Advocates of PrEP argue that the NHS has powers under the Health and Social Care Act (2012) directly to commission services ‘prioritized for investment’, and that PrEP should qualify for consideration on this basis. But the conclusion of the NHS is that PrEP does not qualify to be so considered because the Local Authorities Regulations (2013) clearly stipulate that commissioning for sexual health prevention is legally the responsibility of local government.
Technically, then, the argument turns on whether the NHS can commission for PrEP directly, given that PrEP is a form of sexual health prevention. Needless to say, in the eyes of the advocates of PrEP, this is a mere technicality invoked by the NHS in order to shirk its responsibilities. The NHS statements also include the proposal to work with local government authorities on exploring how they should go about commissioning PrEP services most effectively, and to dedicate £2m to the establishment of local pilots. The problem here is that local authorities, having lately had £200m shaved off their funding for sexual health services, are presumably not in a hurry to pick up the tab.

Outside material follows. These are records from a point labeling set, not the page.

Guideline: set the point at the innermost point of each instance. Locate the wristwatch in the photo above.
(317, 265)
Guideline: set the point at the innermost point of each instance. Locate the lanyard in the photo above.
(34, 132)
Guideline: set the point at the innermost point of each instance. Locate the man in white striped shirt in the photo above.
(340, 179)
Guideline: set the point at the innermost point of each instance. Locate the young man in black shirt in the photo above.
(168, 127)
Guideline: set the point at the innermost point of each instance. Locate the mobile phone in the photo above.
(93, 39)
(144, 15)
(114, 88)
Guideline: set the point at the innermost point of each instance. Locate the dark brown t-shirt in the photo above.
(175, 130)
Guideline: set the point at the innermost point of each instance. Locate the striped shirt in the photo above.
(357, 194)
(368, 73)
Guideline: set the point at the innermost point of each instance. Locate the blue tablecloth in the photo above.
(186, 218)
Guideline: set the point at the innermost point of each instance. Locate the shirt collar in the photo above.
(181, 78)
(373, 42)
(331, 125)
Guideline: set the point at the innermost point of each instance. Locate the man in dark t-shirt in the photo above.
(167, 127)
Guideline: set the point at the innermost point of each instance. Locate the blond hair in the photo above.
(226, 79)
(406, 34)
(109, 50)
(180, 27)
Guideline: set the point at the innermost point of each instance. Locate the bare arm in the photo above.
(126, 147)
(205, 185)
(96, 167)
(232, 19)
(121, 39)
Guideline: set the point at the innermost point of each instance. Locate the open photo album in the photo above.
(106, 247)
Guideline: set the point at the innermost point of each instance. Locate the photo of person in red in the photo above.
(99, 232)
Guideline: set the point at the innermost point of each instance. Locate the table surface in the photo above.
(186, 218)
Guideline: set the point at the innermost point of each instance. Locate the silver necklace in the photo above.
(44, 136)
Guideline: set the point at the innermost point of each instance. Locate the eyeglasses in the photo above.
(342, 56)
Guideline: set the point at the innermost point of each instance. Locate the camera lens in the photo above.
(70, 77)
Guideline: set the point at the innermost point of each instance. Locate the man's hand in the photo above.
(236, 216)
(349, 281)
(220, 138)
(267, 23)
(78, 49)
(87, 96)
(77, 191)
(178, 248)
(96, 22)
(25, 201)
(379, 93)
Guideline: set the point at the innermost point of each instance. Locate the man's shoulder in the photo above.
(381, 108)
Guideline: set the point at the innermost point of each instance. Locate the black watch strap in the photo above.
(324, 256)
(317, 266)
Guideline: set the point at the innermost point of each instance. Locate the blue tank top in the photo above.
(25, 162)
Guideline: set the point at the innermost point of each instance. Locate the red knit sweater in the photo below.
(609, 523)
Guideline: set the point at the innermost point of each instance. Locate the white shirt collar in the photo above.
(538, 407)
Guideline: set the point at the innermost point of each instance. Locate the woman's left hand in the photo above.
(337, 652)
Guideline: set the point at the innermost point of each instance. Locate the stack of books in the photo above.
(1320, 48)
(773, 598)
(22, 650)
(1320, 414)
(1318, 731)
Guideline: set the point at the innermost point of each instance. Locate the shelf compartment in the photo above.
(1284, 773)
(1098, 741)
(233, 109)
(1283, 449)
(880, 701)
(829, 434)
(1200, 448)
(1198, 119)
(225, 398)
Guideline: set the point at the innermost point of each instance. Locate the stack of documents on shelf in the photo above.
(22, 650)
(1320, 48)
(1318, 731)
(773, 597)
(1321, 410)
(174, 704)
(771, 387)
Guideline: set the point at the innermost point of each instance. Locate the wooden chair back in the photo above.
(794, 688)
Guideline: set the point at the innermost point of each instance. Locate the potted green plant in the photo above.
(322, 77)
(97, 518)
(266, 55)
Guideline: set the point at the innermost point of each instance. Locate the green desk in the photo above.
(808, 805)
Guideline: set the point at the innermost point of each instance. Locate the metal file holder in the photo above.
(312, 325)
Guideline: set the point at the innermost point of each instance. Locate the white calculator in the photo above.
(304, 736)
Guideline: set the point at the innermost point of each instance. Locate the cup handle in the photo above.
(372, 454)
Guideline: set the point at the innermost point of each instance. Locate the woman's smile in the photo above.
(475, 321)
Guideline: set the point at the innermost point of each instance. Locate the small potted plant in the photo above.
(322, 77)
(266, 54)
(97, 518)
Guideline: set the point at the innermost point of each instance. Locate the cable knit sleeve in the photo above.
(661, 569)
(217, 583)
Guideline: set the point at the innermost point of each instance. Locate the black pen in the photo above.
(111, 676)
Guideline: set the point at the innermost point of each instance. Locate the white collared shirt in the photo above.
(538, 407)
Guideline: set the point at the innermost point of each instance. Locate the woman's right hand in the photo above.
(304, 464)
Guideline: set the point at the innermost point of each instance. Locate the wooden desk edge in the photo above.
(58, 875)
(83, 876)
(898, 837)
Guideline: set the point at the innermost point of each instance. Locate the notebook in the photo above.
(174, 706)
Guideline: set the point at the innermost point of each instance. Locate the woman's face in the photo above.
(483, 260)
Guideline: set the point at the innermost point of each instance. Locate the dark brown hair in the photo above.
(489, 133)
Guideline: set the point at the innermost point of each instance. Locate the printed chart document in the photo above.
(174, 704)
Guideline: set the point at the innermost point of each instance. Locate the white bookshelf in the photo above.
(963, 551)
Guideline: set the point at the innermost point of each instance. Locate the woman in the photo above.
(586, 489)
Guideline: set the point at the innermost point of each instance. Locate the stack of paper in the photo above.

So what about the case for PrEP? As regards effectiveness for high-risk MSM populations, PrEP has emerged with flying colours from recent trials, including the UK PROUD study (PrEP Highly Effective/STIs/blog; PROUD/STIs/blog) and trials with similar populations undertaken in France (IPERGAY) and California (Volk & Hare). Cost effectiveness, however, is another matter – and here PrEP has failed to make the grade. Recent studies have shown that in the UK PrEP is not even borderline cost-effective without substantial reductions in the cost of the drugs (Cambiano & Phillips/STIs; PrEP Highly Effective/STIs/blog; PrEP cost effectiveness study). And, of course, even cost-effectiveness is not the same as affordability. When it is borne in mind how much in the way of demonstrably very cost effective services have recently been rendered unaffordable by government cuts (Unprotected Nation/Report), the case for PrEP in the present climate does not look strong.